Sow There! Things you notice when you have the time, 6-19-2020

They’re tiny seeds, but after falling several feet onto lush leaves, the landing sounds like the slightest patter of rain. (Heather Hacking — Contributed)
June 19, 2020 at 3:00 a.m.

A friend stopped her bicycle at the edge of my yard, guessing correctly that I would be on my knees battling Bermuda grass.

LaDona and I usually visit at her house, because she likes to feed her friends and I enjoy eating her food. I dusted off my kneecaps and gave her a tour of my squash and tomatoes, and handed off another plastic bag filled with kale seeds.

The kale has become quite an overgrown ordeal.

I could and should yank the plants from the ground. Instead, the plants have gone to seed, again. The lazy plan is to let the seeds scatter in the wind, hoping for a carpet of new seedlings I can snip with scissors. They probably won’t sprout until the fall, but I’ll be ready if and when nature does her thing.

As LaDona and I chattered about this and that, I absent-mindedly began squishing harlequin bugs with my bare hands.
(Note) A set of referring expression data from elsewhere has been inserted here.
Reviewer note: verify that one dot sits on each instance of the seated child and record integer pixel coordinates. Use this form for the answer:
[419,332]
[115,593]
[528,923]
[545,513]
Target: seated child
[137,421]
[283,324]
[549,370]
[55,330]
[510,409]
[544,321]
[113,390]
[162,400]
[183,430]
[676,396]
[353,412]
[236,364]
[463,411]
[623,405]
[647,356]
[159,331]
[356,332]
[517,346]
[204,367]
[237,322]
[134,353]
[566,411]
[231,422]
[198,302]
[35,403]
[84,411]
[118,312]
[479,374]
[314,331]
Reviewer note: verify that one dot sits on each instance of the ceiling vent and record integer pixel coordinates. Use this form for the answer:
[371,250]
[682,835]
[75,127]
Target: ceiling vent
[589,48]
The kale was crawling with them.

I almost never wear garden gloves, and frankly, I didn’t think about whether LaDona would find my hand-picking barbaric. The smashing was simply a reflex. Those buggers quite clearly needed to disappear.

My habitual domination over harlequin bugs began in July 2017 when my sister and I returned from Costa Rica. The Handsome Woodsman planted the kale in October 2016, a few weeks before he died. That first year, the idea of pulling those plants would have meant destroying his final garden gift.
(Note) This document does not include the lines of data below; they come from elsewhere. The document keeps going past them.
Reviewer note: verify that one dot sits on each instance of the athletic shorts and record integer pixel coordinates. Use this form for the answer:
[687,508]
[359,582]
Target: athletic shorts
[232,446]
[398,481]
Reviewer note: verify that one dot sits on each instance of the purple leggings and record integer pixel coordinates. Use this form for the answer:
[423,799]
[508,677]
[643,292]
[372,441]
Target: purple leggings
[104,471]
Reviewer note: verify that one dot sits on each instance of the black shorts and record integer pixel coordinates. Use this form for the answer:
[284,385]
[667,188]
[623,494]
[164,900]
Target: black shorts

Now that I think about it, these are those same plants. Who knew kale could live that long? Now I can understand more clearly why the stalks look like tree trunks, three inches in diameter.

However, back in the summer heat of 2017, those plants were newly overgrown.

I had been traveling, and without my interference, there were so many harlequin bugs on the kale, it looked like my raised bed had become the H-bug travel destination. I learned to strategically position a bowl of soapy water, and whisk the critters to their death.

I searched daily and soon learned to recognize nymph H-bugs, and even the barrel-shaped, silvery eggs, which are deposited in neat rows on the underside of leaves.

The party is over for harlequin bugs that have returned again and again to the kale that is grounded in place three years and counting. (Heather Hacking — Contributed)

When I spotted harlequin bugs again this year, I needed to remember everything I had learned and forgotten. Oh, that’s right … the bugs will suck the life out of your plants.

Kale or cabbage is often used as a lure, to keep the critters from more desirable summer producers, such as tomatoes. I must have done a good job of hand-picking over the years, because the kale plants are alive. In addition to the dried seed pods, new leaves are growing from the “trunk.”

As for the reoccurring problem with harlequin bugs, this is my own fault, as usual. The surviving (and hiding) adult bugs spend the winter in the stalk of the kale plant, which any sane gardener would have burned on a bonfire.

I’ll put some thought into whether the original plants have outlived their usefulness. In the meantime, the bug infestation has given me the opportunity to feel triumphant. I have mastered my technique of the sly-hand backslide, as well as the splash dunk.

More time for hushed observation

Harlequin bugs, the first daffodils, a ripe tomato … all can be noted as markers of time. Some days I feel like a 12-year old on summer vacation, grounded in place. The minutes pass slowly, which means I’m looking at things more closely.

I had forgotten what it feels like to sit, listen to the wind chimes, and clear all of the air from my lungs.

Recently, I unveiled a new outdoor living room.

A heavy plastic tarp is propped up on a metal frame, covering the sturdy wooden picnic table that takes four grown men to move. A string of white lights adds just enough sparkle at day’s end, and I moved my brass floor lamp under the overhang to illuminate board games.

Living the dream. If I invite only one friend for dinner, we can sit six feet apart.

More than 85 potted plants are arranged in no particular order. As a backdrop, the concrete block wall is covered in needle-nosed ivy, from the “floor” to about 14 feet into the air.

I recall the first time the wall “talked to me.” It was a warm, cloudless evening and I thought I heard the slightest patter of rain.

After a curious investigation, I found that the sound came from the green wall.

It was the ivy. Pale green pods hide under the leaves. I saw, and heard, as those pods popped open. The rain-like sound was the tiny seedlings falling onto the leaves.

This week, as a friend and I sat at the table gorging on takeout from Alibaba restaurant, it was that time again.

Patter, patter … the gentle sound of rain with a cloudless sky, nowhere to go, and all the time I needed to sit and listen.